In a comparable analysis of US women, 68% of the decline in CHD incidence could be explained by combined trends in smoking, diet (decreased saturated fat, increased fibre content), and post-menopausal hormone use.6
Dietary trends in isolation accounted for the largest part of the decline (52%). The greater contribution of diet in the US investigation is likely to reflect the influence of diet on risk factors such as blood pressure and cholesterol not available in that study, but included as explanatory variables in our analysis. Any protective effect of hormone therapy is doubtful in the light of recent evidence from the Women's Health Initiative.24
Finally, the WHO MONICA Project suggested that cigarette smoking, SBP and total cholesterol together explained approximately 38% of the variation in trends in coronary event rates from the mid-1980s to the mid-1990s in men in 27 different populations.7
The lower total percentage explained may reflect the ecological analysis, using aggregate data to study variations in trends between populations, rather than studying variation over time in individuals within one population as in the present study.
In this cohort of London civil servants, there was a substantial decline in MI over two decades to 2004, more than half of which could be attributed to favourable risk factor trends, highlighting what can be achieved and emphasizing the value of measures to reduce exposure to these risk factors in the population. The risk factor trends were of comparable importance for men and women, suggesting that similar influences have operated to achieve declines in MI incidence, such that similar prevention strategies may be appropriate for both genders. Further research is needed to determine whether the residual unexplained portion of the decline in MI may be explained by early treatment, underestimated contributions of the major risk factors (reflecting imprecision in the analyses), or the influence of other risk factors. The apparent lack of association of the decline in physical activity with the time trend in MI may reflect the methodological limitations associated with quantifying activity levels or the measured decline in the activity levels was insufficient to influence MI incidence.
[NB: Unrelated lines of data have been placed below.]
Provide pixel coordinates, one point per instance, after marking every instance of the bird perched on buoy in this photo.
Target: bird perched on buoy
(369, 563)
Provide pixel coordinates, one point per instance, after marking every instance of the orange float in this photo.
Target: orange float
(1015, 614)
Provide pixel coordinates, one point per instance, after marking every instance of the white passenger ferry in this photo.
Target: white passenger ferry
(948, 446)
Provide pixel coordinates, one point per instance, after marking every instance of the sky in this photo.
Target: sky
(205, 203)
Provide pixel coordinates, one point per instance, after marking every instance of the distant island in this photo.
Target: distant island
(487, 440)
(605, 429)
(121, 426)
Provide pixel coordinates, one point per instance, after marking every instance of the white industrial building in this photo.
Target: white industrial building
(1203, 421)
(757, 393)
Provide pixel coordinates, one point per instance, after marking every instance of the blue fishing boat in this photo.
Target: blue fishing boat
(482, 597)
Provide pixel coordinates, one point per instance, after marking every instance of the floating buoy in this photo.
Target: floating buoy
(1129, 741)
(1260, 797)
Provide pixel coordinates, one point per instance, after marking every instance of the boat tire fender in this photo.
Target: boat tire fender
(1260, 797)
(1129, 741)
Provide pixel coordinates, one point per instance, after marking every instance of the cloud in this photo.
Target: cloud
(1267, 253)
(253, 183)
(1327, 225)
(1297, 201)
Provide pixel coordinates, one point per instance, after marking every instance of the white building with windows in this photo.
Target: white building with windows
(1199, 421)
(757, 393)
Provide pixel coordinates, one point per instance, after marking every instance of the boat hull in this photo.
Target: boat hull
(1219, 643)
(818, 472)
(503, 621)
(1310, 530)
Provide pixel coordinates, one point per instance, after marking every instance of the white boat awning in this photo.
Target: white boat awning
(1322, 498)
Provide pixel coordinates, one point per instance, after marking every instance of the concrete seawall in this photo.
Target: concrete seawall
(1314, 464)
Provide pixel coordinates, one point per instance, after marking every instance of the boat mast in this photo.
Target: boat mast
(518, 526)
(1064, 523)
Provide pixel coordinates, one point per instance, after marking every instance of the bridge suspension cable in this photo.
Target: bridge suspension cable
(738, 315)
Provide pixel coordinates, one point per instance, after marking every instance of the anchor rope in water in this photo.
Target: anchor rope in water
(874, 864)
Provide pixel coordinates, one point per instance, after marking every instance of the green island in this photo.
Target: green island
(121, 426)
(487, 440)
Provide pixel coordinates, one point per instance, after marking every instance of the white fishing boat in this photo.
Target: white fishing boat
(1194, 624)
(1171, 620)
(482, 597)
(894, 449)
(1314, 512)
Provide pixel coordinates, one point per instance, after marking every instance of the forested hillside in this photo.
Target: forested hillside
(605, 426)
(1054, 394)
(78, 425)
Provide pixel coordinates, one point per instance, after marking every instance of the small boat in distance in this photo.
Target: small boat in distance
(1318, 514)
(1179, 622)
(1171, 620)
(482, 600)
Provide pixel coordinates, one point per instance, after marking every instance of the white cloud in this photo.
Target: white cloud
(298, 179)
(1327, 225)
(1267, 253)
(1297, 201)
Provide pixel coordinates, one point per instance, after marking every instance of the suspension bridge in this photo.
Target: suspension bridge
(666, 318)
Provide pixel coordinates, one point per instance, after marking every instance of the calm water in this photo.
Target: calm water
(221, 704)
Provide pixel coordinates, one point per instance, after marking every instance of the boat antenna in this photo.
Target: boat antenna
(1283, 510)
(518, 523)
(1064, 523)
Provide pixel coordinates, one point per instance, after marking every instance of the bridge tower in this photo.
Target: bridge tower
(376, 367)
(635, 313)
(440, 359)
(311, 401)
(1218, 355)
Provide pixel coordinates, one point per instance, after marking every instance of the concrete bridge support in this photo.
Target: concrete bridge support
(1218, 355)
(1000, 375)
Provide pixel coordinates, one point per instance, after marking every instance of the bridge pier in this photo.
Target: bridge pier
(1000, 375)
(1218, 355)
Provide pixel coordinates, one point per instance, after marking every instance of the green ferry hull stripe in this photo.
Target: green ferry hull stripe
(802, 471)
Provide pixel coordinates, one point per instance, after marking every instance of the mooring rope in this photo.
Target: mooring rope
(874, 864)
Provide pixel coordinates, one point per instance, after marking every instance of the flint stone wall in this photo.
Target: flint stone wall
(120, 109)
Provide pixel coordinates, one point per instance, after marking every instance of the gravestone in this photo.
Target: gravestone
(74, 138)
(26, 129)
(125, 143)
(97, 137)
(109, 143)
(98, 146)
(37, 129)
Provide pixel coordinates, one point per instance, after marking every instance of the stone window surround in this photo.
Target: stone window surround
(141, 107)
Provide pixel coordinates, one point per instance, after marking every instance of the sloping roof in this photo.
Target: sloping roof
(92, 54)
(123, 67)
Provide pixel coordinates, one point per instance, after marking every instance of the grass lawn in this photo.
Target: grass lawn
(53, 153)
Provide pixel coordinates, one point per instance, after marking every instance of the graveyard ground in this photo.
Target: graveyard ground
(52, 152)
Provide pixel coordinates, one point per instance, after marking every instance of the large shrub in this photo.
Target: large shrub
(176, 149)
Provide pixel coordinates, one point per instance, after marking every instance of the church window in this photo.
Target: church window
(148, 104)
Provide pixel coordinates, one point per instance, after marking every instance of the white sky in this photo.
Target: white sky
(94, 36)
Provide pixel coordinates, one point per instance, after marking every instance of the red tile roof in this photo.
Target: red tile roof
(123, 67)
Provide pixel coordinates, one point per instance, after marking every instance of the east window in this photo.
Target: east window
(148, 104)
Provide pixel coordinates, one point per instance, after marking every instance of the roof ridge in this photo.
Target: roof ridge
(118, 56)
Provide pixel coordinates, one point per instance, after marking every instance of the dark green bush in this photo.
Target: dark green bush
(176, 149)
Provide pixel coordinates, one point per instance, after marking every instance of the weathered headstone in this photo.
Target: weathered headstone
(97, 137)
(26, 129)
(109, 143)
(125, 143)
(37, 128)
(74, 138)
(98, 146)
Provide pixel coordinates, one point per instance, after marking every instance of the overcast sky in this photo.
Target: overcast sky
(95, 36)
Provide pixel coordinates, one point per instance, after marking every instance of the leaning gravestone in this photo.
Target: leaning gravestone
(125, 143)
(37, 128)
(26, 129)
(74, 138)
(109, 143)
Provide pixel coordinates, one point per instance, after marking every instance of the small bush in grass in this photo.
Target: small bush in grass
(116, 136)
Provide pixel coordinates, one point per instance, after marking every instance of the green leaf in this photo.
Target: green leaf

While the negative contribution of rising mean BMI over recent decades appears to have been outweighed by the favourable trends in other vascular risk factors, continued increases in BMI may further reduce or even reverse the decline in MI incidence. The extent to which the rise in BMI may have influenced the time trend in MI through an increase in the incidence of diabetes cannot be evaluated from this analysis. The association between type 2 diabetes and CHD risk is well established and previous studies suggest that a concurrent rise in incidence of type 2 diabetes has occurred which may be at least in part explained by rising BMI,25
supporting the influence of BMI on the time-trend in CHD operating to some extent through rising diabetes. Sharply rising trends in statin and BP-lowering medication2,23
may contribute to continuing favourable MI incidence trends in the UK and other rich countries but it is unlikely that the healthcare systems in emerging economies will have the necessary resources to provide the level of care needed to compensate for the increasing prevalence of overweight and obesity already taking place. The rising BMI in the UK and in other countries needs therefore urgent attention.